Osserviamo: iniziò ed esplose in una specie di big bang senza fine. Mentre Petronio sorprendev­a, anche in anni molto recenti, con i suoi curiosi libri su musicisti notissimi (Catalani, 2014) o assai poco familiari ai lettori e agli stessi musicisti (Viktor Parma, padre dell’opera slovena, 2002), o scritti di raffinata e moderna erudizione su memorie di linee ferroviari­e, ecco che prendeva forma, in piena riservatez­za, quest’opera capitale sugli inni nazionali di tutti gli Stati del pianeta.

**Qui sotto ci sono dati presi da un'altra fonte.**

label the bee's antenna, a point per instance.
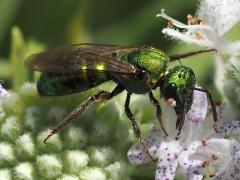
(180, 56)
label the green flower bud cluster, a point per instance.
(93, 147)
(232, 83)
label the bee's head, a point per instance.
(178, 85)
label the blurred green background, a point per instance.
(31, 26)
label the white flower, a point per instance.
(213, 19)
(199, 152)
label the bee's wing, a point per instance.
(75, 58)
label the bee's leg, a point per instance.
(103, 95)
(159, 111)
(213, 106)
(136, 127)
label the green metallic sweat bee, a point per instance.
(136, 69)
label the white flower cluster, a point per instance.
(200, 152)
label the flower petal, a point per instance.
(136, 154)
(190, 166)
(228, 128)
(199, 107)
(167, 164)
(3, 92)
(222, 15)
(235, 152)
(230, 169)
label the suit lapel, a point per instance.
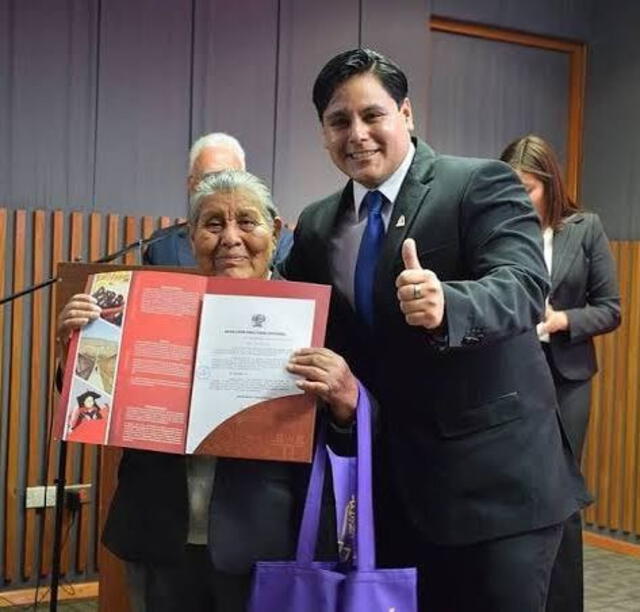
(411, 198)
(566, 244)
(326, 222)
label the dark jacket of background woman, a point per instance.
(584, 285)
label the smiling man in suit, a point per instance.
(439, 281)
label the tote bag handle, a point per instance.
(365, 544)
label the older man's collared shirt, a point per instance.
(345, 242)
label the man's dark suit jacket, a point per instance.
(469, 431)
(584, 285)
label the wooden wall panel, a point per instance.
(611, 457)
(31, 245)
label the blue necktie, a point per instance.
(368, 256)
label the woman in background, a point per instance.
(584, 301)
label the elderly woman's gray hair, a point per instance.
(230, 181)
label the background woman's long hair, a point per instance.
(534, 155)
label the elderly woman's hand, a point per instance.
(327, 376)
(80, 310)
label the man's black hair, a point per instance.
(352, 63)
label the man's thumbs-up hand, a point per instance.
(419, 291)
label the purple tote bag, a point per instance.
(305, 585)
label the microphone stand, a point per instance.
(60, 480)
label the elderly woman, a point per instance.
(190, 528)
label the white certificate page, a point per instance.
(244, 345)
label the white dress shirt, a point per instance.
(547, 239)
(345, 242)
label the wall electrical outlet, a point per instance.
(45, 497)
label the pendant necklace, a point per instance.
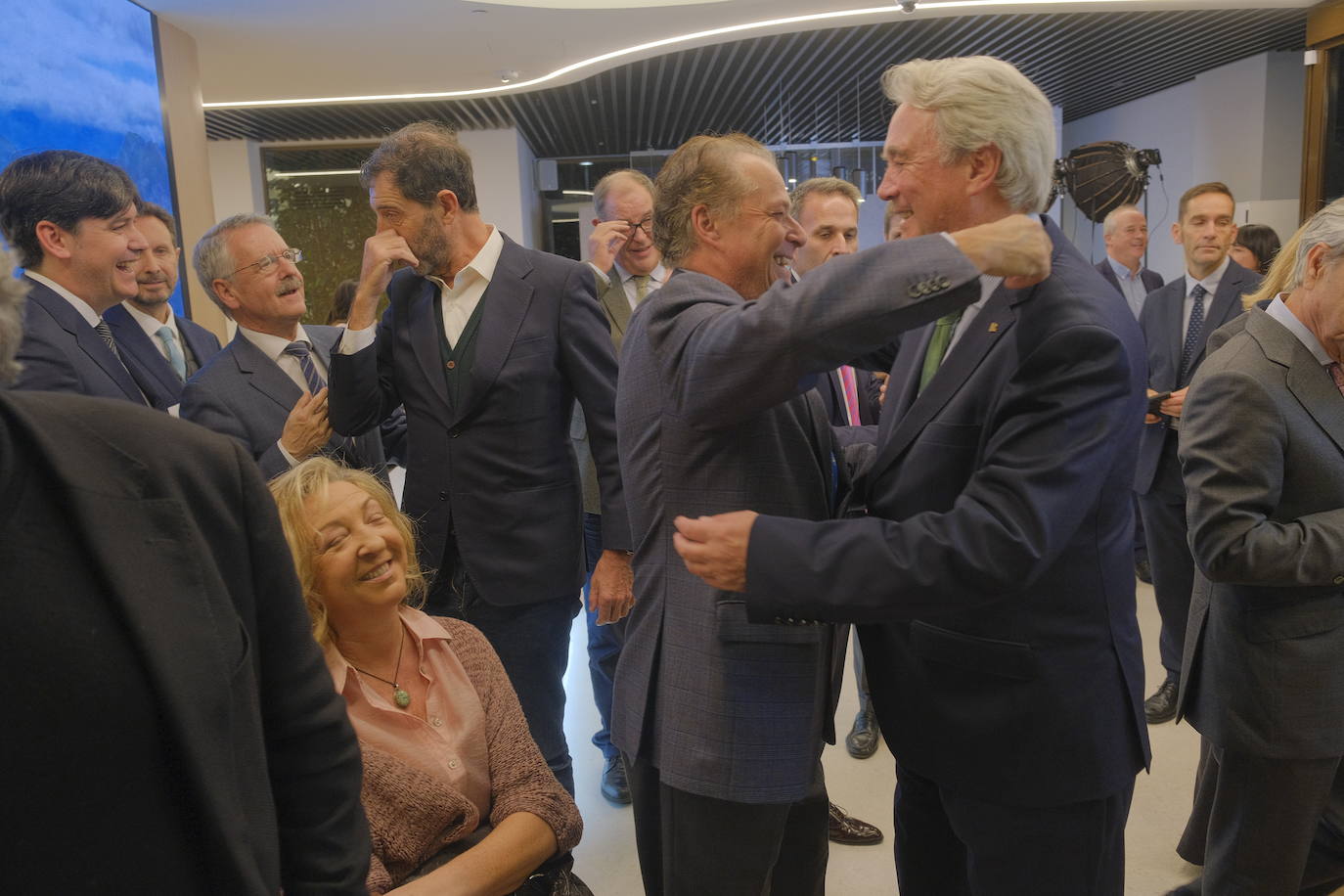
(399, 696)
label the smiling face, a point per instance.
(103, 258)
(1206, 231)
(268, 301)
(359, 554)
(632, 203)
(830, 222)
(929, 195)
(758, 245)
(1128, 238)
(157, 273)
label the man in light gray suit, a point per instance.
(722, 720)
(268, 387)
(1262, 454)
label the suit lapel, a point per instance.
(981, 335)
(507, 299)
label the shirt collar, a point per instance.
(1281, 313)
(85, 309)
(1210, 283)
(481, 265)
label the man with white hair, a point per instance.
(994, 569)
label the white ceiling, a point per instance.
(302, 49)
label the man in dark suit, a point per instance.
(1125, 233)
(72, 220)
(268, 387)
(1262, 450)
(628, 267)
(164, 345)
(1176, 323)
(994, 569)
(487, 344)
(150, 590)
(722, 719)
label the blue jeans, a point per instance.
(532, 643)
(604, 643)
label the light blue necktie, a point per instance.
(175, 356)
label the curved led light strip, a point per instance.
(654, 45)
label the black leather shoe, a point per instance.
(614, 786)
(862, 740)
(1161, 705)
(848, 830)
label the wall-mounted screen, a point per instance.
(82, 74)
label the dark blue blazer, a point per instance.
(139, 349)
(62, 353)
(244, 394)
(498, 470)
(1152, 280)
(995, 569)
(1161, 326)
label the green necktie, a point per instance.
(938, 347)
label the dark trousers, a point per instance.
(953, 845)
(604, 643)
(693, 845)
(1172, 565)
(1260, 827)
(532, 643)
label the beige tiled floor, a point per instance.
(1161, 799)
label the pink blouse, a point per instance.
(450, 741)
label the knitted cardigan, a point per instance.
(413, 816)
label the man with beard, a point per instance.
(167, 347)
(148, 589)
(721, 719)
(72, 220)
(268, 387)
(487, 344)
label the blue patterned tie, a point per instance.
(1193, 331)
(305, 363)
(175, 356)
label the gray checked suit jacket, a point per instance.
(244, 394)
(714, 416)
(1262, 453)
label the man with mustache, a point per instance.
(722, 719)
(71, 219)
(268, 387)
(167, 347)
(1176, 321)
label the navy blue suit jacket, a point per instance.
(1161, 326)
(244, 394)
(995, 569)
(1152, 280)
(139, 349)
(62, 353)
(498, 470)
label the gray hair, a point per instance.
(13, 294)
(981, 101)
(1109, 223)
(822, 187)
(211, 256)
(609, 182)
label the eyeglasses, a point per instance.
(266, 262)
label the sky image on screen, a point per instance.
(81, 74)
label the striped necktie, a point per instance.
(305, 363)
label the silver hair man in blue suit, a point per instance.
(994, 574)
(721, 718)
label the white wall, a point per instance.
(237, 179)
(1239, 124)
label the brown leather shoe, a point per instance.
(848, 830)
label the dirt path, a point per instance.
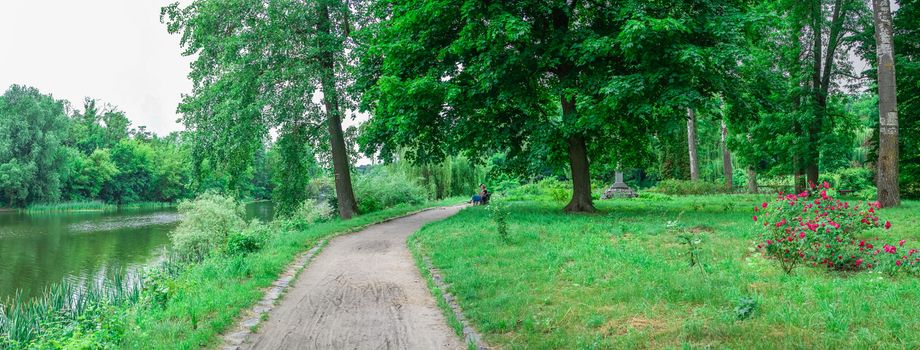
(363, 291)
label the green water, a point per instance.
(39, 249)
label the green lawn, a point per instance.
(620, 279)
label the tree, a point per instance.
(32, 128)
(261, 66)
(727, 170)
(575, 81)
(691, 145)
(887, 176)
(14, 181)
(907, 42)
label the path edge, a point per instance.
(250, 319)
(446, 301)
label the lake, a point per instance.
(44, 248)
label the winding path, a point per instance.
(363, 291)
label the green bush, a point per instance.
(684, 187)
(207, 224)
(854, 179)
(308, 213)
(248, 240)
(379, 189)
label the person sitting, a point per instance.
(478, 197)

Il criterio costruttiv­o di Petronio è semplice e razionale, in funzione del gigantismo di questo lavoro per il quale la parola “ricerca” è troppo poco, così come per molte tesi di laurea di pura routine è troppo. Ci si domanda come Petronio abbia trovato il tempo di realizzare il progetto. Richiesti di un preventivo “di stima” a occhio, avremmo risposto: «Quarantaci­nque collaborat­ori assunti per contratto ancora giovani e con tutta la vita davanti, oppure uno solo con una vita lunga il decuplo di quella di Manoel de Oliveira sommata alla longevità di Alice Herz-Sommer». Gli inni sono 48 per l’Europa, e ci sorpren- dono i dettagli: per esempio, Gibilterra, che pure non è uno “Stato” ma una dipendenza britannica, ha un inno tutto suo. E il Regno Unito, a sua volta, ne ha più d’uno, poiché alcune sue regioni reclamano l’autonomia innologica. Poi, un numero simile per l’Asia e per le Americhe, molti di più per l’Africa. Fitto, pur se minore, il numero per l’Oceania. E qui sorge l’irrefrenab­ile curiosità di ascoltare la musica degli inni di Guam, Nue, Pitcairn, Tokelau, delle Isole Tonga la cui capitale è Nukualofa e dove è nata la parola “tapu” o “tabu” erroneamen­te accentata come “tabù”, e come diavolo sarà l’inno di Tuvalu, Vanuatu, Wallis e Futuns? Risposta pronta.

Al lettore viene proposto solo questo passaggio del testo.